Analyzing multi turn traces

Per-turn scorers catch individual response issues. Trace-level scorers catch conversation-wide failures like lost context or unresolved issues. Run both together.

All the assets for this module are available at braintrustdata/eval-101-course/module-11.

Why per-turn scoring is not enough

The brand alignment scorer from earlier modules evaluates one single turn. Multi-turn conversations often have failures that single-turn scoring cannot see.

Consider this example: a customer provides their order number on turn 1, and the AI bot asks for it again on turn 4. Each individual response could score 100% on brand alignment, but the conversation as a whole fails. The bot lost context, and the customer has to repeat themselves.

This is why you need trace-level scoring to evaluate a full conversation as one unit.

Per-turn vs. trace-level scorers

Per-turn scorers evaluate each individual response.

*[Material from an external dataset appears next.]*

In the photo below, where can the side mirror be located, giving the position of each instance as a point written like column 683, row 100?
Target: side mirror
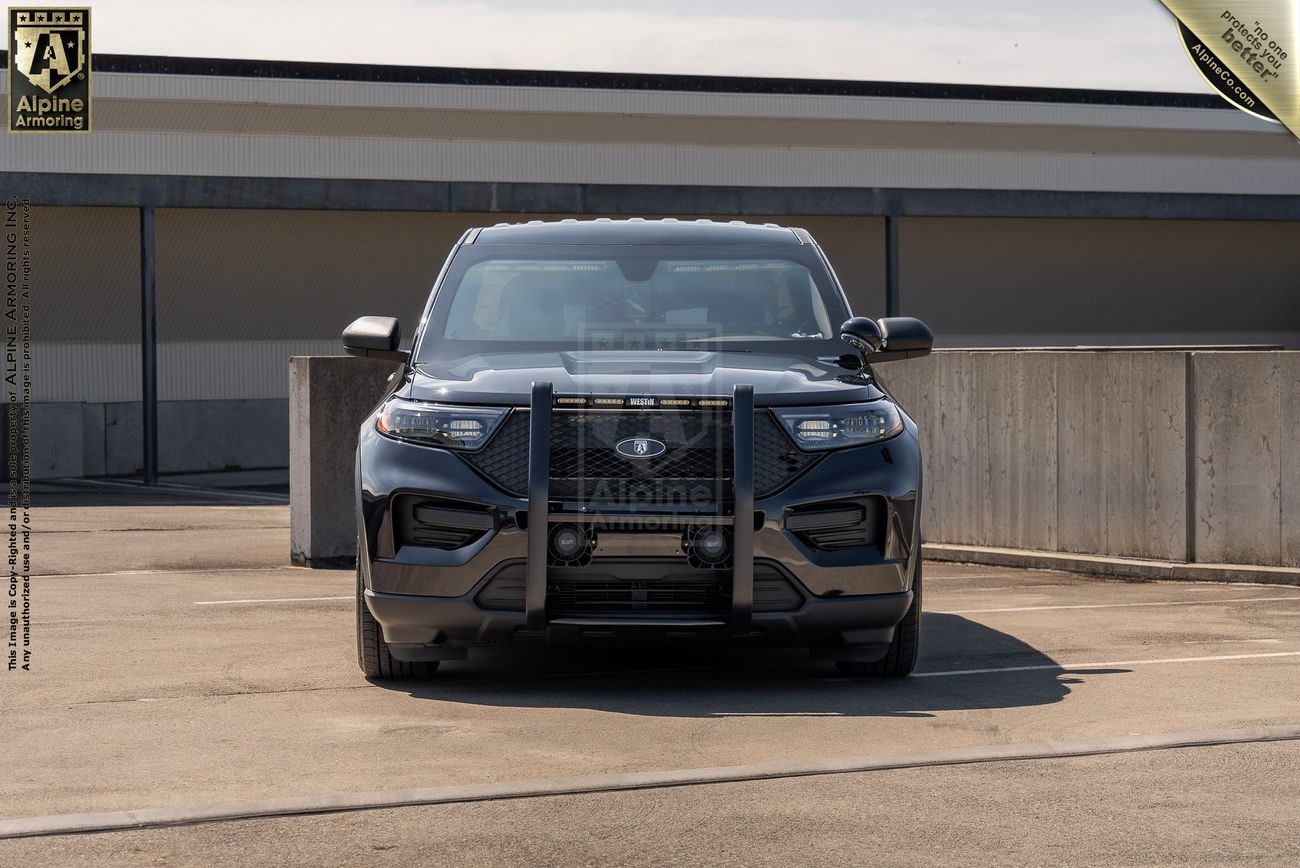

They answer the question: "Was this specific reply good?"

Trace-level scorers evaluate the entire conversation. They answer: "Did this conversation accomplish its goal?"

You typically need both:

  • Per-turn scoring catches issues with tone, helpfulness, and factual accuracy on individual responses.
  • Trace-level scoring catches issues with context retention, resolution rate, and overall conversation quality.

Building a conversation quality scorer

You can build a trace-level scorer that evaluates the full conversation. This scorer looks at the entire message history and assesses whether the agent understood the issue, maintained context, and resolved the problem.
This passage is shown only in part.